Nominee Trump, it can be easily argued, is not the ideal economist, nor diplomat, nor commander in chief. His political experience is nil and his admitted ignorance on a number of pressing topics, especially foreign policy, is much more severe than any informed constituent should condone as being reasonable. His encouragement of nationalist and racial rhetoric and his self-professed rejection of international humanitarian laws have become not only the norm within his populist (and nativist) campaign, but also some of the leading reasons his support amongst lower and middle class white Americans has leapt forward in the last several months. The penned word “Trumpisms,” denoting his consistent errors and inflammatory remarks, would have long ago been a hundred gaffes too many for any politician of the establishment in either of the two major parties. For Trump, rather, it seems to only empower his success yet further.
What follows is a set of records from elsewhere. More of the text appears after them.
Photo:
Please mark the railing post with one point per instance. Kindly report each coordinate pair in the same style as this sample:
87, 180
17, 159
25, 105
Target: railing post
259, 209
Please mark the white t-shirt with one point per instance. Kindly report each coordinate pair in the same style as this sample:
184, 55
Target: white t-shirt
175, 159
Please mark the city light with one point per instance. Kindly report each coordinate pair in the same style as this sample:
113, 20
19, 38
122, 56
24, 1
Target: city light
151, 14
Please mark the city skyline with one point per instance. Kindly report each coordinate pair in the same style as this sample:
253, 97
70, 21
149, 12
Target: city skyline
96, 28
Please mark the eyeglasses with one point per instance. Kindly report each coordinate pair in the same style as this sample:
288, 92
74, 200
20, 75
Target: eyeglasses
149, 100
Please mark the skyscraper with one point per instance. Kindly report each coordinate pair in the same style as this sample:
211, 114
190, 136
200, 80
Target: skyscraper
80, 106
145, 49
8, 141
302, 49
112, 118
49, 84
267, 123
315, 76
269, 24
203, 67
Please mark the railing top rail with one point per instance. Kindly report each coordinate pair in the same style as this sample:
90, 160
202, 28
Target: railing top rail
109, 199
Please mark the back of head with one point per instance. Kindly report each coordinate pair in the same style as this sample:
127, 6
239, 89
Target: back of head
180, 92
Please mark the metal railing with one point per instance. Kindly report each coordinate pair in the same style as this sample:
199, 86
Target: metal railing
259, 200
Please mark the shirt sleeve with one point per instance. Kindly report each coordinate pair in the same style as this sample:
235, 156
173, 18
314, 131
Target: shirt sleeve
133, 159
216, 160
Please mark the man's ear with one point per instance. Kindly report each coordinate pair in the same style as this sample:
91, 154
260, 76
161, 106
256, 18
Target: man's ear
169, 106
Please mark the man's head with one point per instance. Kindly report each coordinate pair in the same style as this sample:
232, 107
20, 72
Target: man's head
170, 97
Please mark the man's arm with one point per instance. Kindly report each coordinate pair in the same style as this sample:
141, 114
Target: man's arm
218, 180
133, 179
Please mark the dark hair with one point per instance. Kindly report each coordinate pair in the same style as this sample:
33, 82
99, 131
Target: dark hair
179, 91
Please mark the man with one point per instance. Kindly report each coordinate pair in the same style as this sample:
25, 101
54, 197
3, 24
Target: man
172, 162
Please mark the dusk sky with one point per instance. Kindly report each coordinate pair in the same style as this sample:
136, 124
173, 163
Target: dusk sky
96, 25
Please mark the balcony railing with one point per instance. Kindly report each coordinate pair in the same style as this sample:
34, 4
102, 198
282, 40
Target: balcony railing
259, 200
All these faults considered, Trump should not be considered the problem—or, perhaps more objectively, the cause – of the current toxic state of US politics. It is more apt to diagnose the Trump frenzy as a symptom of the condition that is chronic fatigue and complacency amongst many US constituents. The geopolitical fallout of past and current administrations’ perceived mistakes at home and abroad has made many voters chronically frustrated and fatigued from the condition of affairs as they see them to be.
While US economic recovery adds tens of thousands of jobs every month, regional cooperation continues to improve in volatile regions of the world, and global coordination and humanitarian assistance has led to the most relatively peaceful time in human history—the inherent shortcomings of the globalizing age have led to an increasingly grim (and seemingly realist) geopolitical outlook for constituents. Citizens of all stripes have been pressed by an almost omnipresent allure of fear and prejudice by both the media and political pundits. Demagogues are merely a symptom of this condition—not the cause of the condition, itself.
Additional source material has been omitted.